Anime webscraping - Part 2

Contents
1. Introduction
In this notebook we be scrape a popular anime database/community MyAnimeList, aiming to collect enough raw data from the anime titles available on the website for further processing and learning purposes.
In Part 1 we have scraped datasets containing information from the anime titles and reviews from the site through HTTP requests to the site and scraping the HTML pages. Here in Part 2 we will still be sending requests but we will include the use of the website’s official API as well.
The relevant python scripts and samples of the datasets can be found in the following repository.
import os
from bs4 import BeautifulSoup
import requests
import time
import pandas as pd
import numpy as np
import random
import csv
2. Usernames Scraping
As there are no easy way to obtain a list of users on the site, a few different approaches were considered.
- Scrape anime titles’ webpages and retrieve lists of usernames that have recently added the title to their rating lists.
- Scrape discussion threads and retrieve all usernames that have participated in the threads.
- Scrape the users webpage periodically to gather a list of usernames that have been active recently.
We are proceeding with the third approach due to the below considerations
- Approach 3 gives us users that are guaranteed to be active, the other approaches may return inactive users depending on the age of the discussion threads or the popularity of an anime title.
- Approaches 1 and 2 may introduce more biases to the sample of usernames we scrape. For Approach 1 we have to consider how we sample the anime titles that we choose to scrape to prevent oversampling users that seek our specific genres. Approach 2 will also have the sample issue with sampling of discussion threads, along with removing all the users who do not take part in these threads.
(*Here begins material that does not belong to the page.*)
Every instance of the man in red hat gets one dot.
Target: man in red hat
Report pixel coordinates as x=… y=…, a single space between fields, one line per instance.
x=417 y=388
Below image shows the user page that we will scrape, we can see that each time we send a request it should return a response of 20 recently active users. If we do this periodically we will gather a large enough pool of usernames over time.
### Implement randomized sleep time in between requests to reduce chance of being blocked from site
def sleep(t):
rand_t = random.random() * (t) + t
time.sleep(rand_t)
print(f"Sleeping for {rand_t}s")
# Helper function to write list values to csv as a new row
def write_new_row(file_name, l):
with open(file_name,'a', encoding='utf-8') as f:
writer = csv.writer(f, delimiter='|',lineterminator='\n')
values = []
for v in l:
writer.writerow([v])
# Function to scrape usernames page
def get_data(link, req_head):
for _ in range(3):
try:
sleep(0.5)
data = requests.get(link, headers = req_head)
if data.status_code == 403:
print('-----------------------------403 error encountered, may have been rate limited or user list is restricted-----------------------------')
#sleep(300)
return None
elif data.status_code != 200:
print( f'-----------------------------{data.status_code} status code encountered-----------------------------')
sleep(5)
continue
else:
return data
except:
buffer_t = random.random() * (40) + 100
sleep(buffer_t)
continue
print("-----------------------------Error getting request-----------------------------")
print(time.asctime())
Similar to part 1, above are some self explanatory functions that are used.
# Function to extract username data from page
def extract_usernames(data, current_set):
doc = BeautifulSoup(data.text)
usernames = []
for d in doc.find_all('td', class_='borderClass'):
username = d.find('div').text
if username not in current_set:
usernames.append(username)
return usernames
# Scrape usernames from the user page periodically
def scrape_users(req_head, file_name='usernames_list.csv', target=20000):
current_set = set(pd.read_csv(file_name, delimiter='|', header=None).values.ravel())
i = 0
#req_head = {'User-Agent':'Mozilla/5.0 (Windows NT 10.0; Win64; x64; rv:124.0) Gecko/20100101 Firefox/124.0'}
while i < target:
data = get_data('https://myanimelist.net/users.php', req_head)
usernames = extract_usernames(data, current_set)
current_set.update(usernames)
write_new_row(file_name, usernames)
i = len(current_set)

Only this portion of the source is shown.